We were talking about what kind of demand this program will probably generate in the summer, and Ron asked a question that brought me up short. He asked, “Is this the best grade one and grade two English program in Taiwan?” What a way to look at things. No. I can’t say it’s the best. Our four hour a week buxiban program for older kids may be the best program of it’s sort in Taiwan. I’ve seen a lot of schools, and I’ve never seen any others get anything close to our results. But my first and second grade program? No, way.

The best program for first and second graders I’ve ever seen is one in Neihu, run by a guy called Ross. He doesn’t have the same phonics system, and so his kids don’t quite match mine in terms of new word recognition and pronunciation. But what he does have is a full fledged cultural studies program.
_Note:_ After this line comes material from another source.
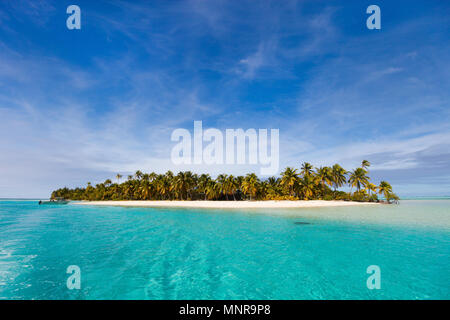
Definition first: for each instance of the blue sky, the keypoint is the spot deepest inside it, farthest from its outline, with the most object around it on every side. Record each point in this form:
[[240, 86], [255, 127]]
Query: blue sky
[[83, 105]]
The kids learn about a different part of the world every couple of weeks, learn some key facts about it, do some related activities, and move on. After they’ve covered the whole planet, they start going back and learning about smaller places in more detail, and learning about history. By the third year, they’re re-enacting the Persian wars on the whiteboard, taking roles as various Greek Gods in their writing assignments and talking about playing Age of Empires. While this may not sound like such a great thing for an English program, it is. The kids have tons of things that they can talk about, things that they want to talk about, in English. In my whole time in Taiwan, I’ve never met other kids who like history, but at Ross’s school, they do. I’ve seen them play a Civilization/Risk kind of board game on the whiteboard in which the kids are literally arguing like this:

Sudent one: Let’s attack Russia. We can use the diamonds.
Sudent two: No no no! The blue team has Canada, they can start building ships with all the trees. We shou-
Student three: Let’s build things this turn. Wait. Move next turn, ok?
Student one: But Russia has oil, too…

Ross gave them a minute or so to agree on a move and then went on to the next team. They could harvest natural resources from areas they controlled, and then use them to build all kinds of different things. He said they didn’t play these games very often, but it was a sight to see. Oh, and after a couple of years of doing this, the kids’ pronunciation gets pretty good, too.

I’d love to make a cultural studies program for my students, too. The problem is, it would be at least a two or three hour a day task for months on end to make something mediocre. Then it would be quite a bit more work, over a year or two to refine it into something really good. I already put about an hour a day into setting up the curriculum and preparing for my first and second grade classes. It’s hard for me to motivate myself to add a lot to that. If I make a program and it doesn’t work so well, the time was all wasted. If it works wonderfully well, I’ll have some sense of accomplishment, and I’ll have higher student numbers (and thus, more money). However, the upside is still nowhere near enough to justify the risk. It still won’t be my curriculum, and most of the financial rewards will go to others. For Ross, on the other hand, making a great cultural studies program was worth every second. He could have failed just as badly, but success meant a rapidly growing number of schools the curriculum and earning him millions of $NT per month. Equally importantly the system is his.

No, my program isn’t the best. I don’t have to motivation or ability to single-handedly out-produce an entrepreneur on my own time… especially not a focused and bright one, like Ross. I’m pretty sure my program is better than most, though. I’m shooting for the top decile. I’ll keep going with the Up and Away, Ronics (Ron’s Phonics) system, assortment of games and classroom activities I’ve been using, plus extensive reading next year. I hope it’s enough.